His instrument was a matchbox, and soon they began to rehearse together, dedicating themselves to their music. Don Fernando would walk by and look at them with satisfaction, but suddenly two things occurred to him: with each session, the musical harmony of the three boys became stronger and more refined. And he, Benítez, about to turn eighty, still had not exhausted his vital plan, his struggle in favor of the Indians, democracy, and justice, but his physical strength was indeed waning. Perhaps these boys … perhaps they would be his phalanx, his advance guard, his accomplices … They would help him bring his revolutionary plan to fruition.

One Saturday, he gave them three instruments: a set of Indian drums for Hipi Toltec, an electric guitar for the Orphan, and a piano for the long-haired fat boy. There was no need to sign a contract. They all understood they owed each other something.
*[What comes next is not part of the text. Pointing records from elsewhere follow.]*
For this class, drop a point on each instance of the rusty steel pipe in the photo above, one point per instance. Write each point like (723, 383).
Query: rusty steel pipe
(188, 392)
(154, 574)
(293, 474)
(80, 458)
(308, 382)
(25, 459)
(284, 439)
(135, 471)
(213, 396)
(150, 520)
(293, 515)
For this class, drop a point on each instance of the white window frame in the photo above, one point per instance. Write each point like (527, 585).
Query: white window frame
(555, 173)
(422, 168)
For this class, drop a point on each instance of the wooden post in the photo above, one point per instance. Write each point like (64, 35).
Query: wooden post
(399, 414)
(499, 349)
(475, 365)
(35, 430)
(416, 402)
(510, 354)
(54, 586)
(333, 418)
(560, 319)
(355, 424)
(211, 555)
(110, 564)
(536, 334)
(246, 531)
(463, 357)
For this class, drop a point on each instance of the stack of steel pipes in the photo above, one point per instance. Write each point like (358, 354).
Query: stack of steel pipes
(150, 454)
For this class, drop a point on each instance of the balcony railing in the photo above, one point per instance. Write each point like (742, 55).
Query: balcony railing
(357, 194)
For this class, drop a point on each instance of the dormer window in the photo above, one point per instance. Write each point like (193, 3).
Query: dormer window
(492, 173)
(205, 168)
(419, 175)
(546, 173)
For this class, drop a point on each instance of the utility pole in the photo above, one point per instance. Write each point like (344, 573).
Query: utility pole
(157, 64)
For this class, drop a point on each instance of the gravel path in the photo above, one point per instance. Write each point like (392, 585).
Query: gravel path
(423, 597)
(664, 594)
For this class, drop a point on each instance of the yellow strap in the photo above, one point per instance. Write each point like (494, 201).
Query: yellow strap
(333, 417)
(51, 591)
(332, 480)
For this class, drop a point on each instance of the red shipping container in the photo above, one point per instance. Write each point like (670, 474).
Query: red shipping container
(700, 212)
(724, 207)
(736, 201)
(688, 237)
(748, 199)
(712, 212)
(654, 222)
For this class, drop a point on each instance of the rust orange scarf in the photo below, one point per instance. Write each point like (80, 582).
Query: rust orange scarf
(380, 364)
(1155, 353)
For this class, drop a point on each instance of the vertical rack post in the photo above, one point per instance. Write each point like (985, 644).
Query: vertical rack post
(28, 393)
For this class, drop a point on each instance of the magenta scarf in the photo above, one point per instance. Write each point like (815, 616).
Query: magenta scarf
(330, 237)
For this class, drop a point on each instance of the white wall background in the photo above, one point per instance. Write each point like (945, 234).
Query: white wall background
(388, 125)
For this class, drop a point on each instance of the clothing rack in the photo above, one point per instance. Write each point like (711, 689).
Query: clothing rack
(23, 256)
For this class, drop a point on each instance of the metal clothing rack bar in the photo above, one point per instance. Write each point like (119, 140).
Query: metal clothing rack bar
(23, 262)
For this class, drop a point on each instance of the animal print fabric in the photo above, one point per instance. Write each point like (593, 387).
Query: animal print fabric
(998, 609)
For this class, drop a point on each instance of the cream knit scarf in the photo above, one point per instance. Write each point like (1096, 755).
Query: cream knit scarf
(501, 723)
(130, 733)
“A man is nothing without his partner,” the little fat boy enunciated clearly, pulling his gray fedora down over his brows.

But he immediately reverted to his normal personality, saying to Uncle Fernando, “Well … it’s that we need … I mean, we aren’t just three…” Benítez expressed his astonishment: he even counted on his fingers.

“No … it’s that … well … umm … the girl’s missing.”

“The girl?”

“Yes, yes, the girl Ba … She, I mean, plays the piccolo,” the fat boy suddenly declared solemnly, and then he sighed.

Benítez preferred not to ask for explanations and, humoring them, honored their tacit agreement. He bought the little flute and handed it over to the fat boy. That night, in his room, he listened to them practice and could identify all the instruments perfectly: the piano, the guitar, the drums, and the flute.

They baptized themselves the Four Fuckups.

Benítez could find out nothing about the origins of Hipi Toltec; he accepted the invisible existence of Baby Ba and he paid attention to every word the fat boy said, so tongue-tied in ordinary conversation but so sure of himself when he applied dialogues he’d learned in the theater to everyday life.